Pilots were announced to provide additional support to prisoners 'identified as being at risk of rough sleeping on release'. The pilots will involve additional staff in prisons working on resettlement plans, as well as multi-agency working requiring prisons, National Probation Service (NPS), Community Rehabilitation Companies (CRCs) and local authorities to work together to produce plans. In addition, new processes to ensure prisoners can access benefits and employment support on release from prison will also be piloted.
In an effort to ensure accountability, a new metric of 'accommodation on release' will be used to assess performance of prison governors, in addition to CRCs (who are already assessed using this measure). The commitment set out in the Female Offender Strategy to focus on accommodation for women either on community sentences or on release from prison was reiterated.
Public Order Offences Guidelines consultation
This new Probation Instruction (PI 05/2018) has been issued by HM Prison and Probation Service, setting out the minimum liaison arrangements between sentencers and providers of probation services as agreed with the Senior Presiding Judge, Lady Justice Macur. The MA has been vocal about the need for good communication through probation liaison, not just with the National Probation Service but also local Community Rehabilitation Companies, and were key to influencing the drafting of this document via The National Probation Sentencer Forum. The new guidance explains the purpose of liaison, who is responsible for implementing it and the need for judicial officers' observations of prison and probation work to be facilitated.

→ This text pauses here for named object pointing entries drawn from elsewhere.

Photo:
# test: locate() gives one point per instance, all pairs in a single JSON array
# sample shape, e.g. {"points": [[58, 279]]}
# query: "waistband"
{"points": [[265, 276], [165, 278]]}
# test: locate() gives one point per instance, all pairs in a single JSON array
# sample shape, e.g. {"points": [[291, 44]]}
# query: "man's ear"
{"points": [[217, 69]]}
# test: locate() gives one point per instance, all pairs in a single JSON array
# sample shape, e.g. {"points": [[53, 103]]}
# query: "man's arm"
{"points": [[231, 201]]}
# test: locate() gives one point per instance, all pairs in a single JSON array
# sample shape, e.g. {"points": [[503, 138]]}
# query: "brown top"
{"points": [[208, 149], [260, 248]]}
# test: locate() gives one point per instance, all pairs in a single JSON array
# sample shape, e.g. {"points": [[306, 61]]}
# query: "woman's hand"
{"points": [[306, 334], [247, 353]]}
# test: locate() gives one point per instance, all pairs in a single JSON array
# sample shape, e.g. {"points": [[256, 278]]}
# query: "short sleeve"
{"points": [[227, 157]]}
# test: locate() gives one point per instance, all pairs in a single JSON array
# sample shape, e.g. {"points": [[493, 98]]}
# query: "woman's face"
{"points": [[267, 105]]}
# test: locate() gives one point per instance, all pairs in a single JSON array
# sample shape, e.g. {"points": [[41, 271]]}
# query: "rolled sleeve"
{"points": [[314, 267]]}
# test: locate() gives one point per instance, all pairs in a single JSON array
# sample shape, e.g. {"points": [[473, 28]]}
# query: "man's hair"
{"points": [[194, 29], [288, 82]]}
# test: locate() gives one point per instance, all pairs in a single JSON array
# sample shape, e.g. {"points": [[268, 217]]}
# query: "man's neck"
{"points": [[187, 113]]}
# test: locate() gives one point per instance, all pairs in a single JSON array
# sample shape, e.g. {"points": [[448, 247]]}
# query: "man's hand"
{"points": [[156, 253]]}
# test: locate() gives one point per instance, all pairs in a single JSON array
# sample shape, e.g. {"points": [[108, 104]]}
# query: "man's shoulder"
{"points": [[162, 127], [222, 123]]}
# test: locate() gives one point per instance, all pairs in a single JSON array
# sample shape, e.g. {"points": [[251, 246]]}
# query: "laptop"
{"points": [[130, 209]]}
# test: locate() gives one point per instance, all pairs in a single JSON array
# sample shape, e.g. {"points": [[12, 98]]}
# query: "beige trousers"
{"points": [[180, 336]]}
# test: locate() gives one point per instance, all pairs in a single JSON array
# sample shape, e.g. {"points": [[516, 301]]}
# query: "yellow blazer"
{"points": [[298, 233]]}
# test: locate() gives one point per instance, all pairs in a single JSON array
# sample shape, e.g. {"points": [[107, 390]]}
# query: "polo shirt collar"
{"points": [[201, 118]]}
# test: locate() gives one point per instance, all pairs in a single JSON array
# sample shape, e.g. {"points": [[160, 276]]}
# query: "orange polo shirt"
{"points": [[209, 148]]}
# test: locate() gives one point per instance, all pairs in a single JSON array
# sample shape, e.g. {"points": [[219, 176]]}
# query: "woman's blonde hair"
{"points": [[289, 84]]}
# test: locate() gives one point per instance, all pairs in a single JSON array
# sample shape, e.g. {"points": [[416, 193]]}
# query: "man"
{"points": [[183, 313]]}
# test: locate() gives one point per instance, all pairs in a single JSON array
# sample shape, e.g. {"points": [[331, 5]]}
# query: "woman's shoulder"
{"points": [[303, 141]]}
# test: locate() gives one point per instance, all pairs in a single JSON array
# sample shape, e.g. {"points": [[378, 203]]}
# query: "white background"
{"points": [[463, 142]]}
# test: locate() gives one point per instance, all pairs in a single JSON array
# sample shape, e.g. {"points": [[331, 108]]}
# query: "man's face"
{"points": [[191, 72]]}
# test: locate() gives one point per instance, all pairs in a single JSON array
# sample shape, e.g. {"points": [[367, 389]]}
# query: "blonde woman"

The Ministry of Justice has issued a press release confirming that offenders are increasingly being ordered to use health services to address mental health, alcohol and drug issues in their five pilot areas of Birmingham, Plymouth, Sefton, Milton Keynes and Northampton. Since the pilot sites went live at various points in late 2017 and early 2018, initial figures suggest that over 400 Community Sentence Treatment Requirements (CSTRs) have been given. Once the trial sites have been assessed, it is intended that the scheme will be rolled out more widely.
The House of Commons Petitions Committee has produced draft recommendations for consultation in respect of online abuse and the experience of disabled people. A summary of the recommendations is here. The draft proposals include recommendations that the government should:
- make it a specific crime to incite hatred because of disability
- look at different ways to enable employers to find out if a person has been convicted of online abuse (but they do not consider that a separate database, similar to the sex offenders register, is needed)
- conduct a full review into the experience of people with learning disabilities reporting crime or giving evidence. In particular, it must develop an action plan to ensure that the appropriate training and procedures are in place so that that adults with learning disabilities are treated as 'reliable witnesses'
The National Audit Office has produced an article on their blog, entitled Adult social care at a glance, which provides a summary of the value of social care, the financial pressures social care faces and information on service sustainability and integration. The article also provides links to their recent publications, their full overview, also called Adult social care at a glance, and their 'think-piece' The health and social care interface which summarise the NAO's most recent work on adult social care.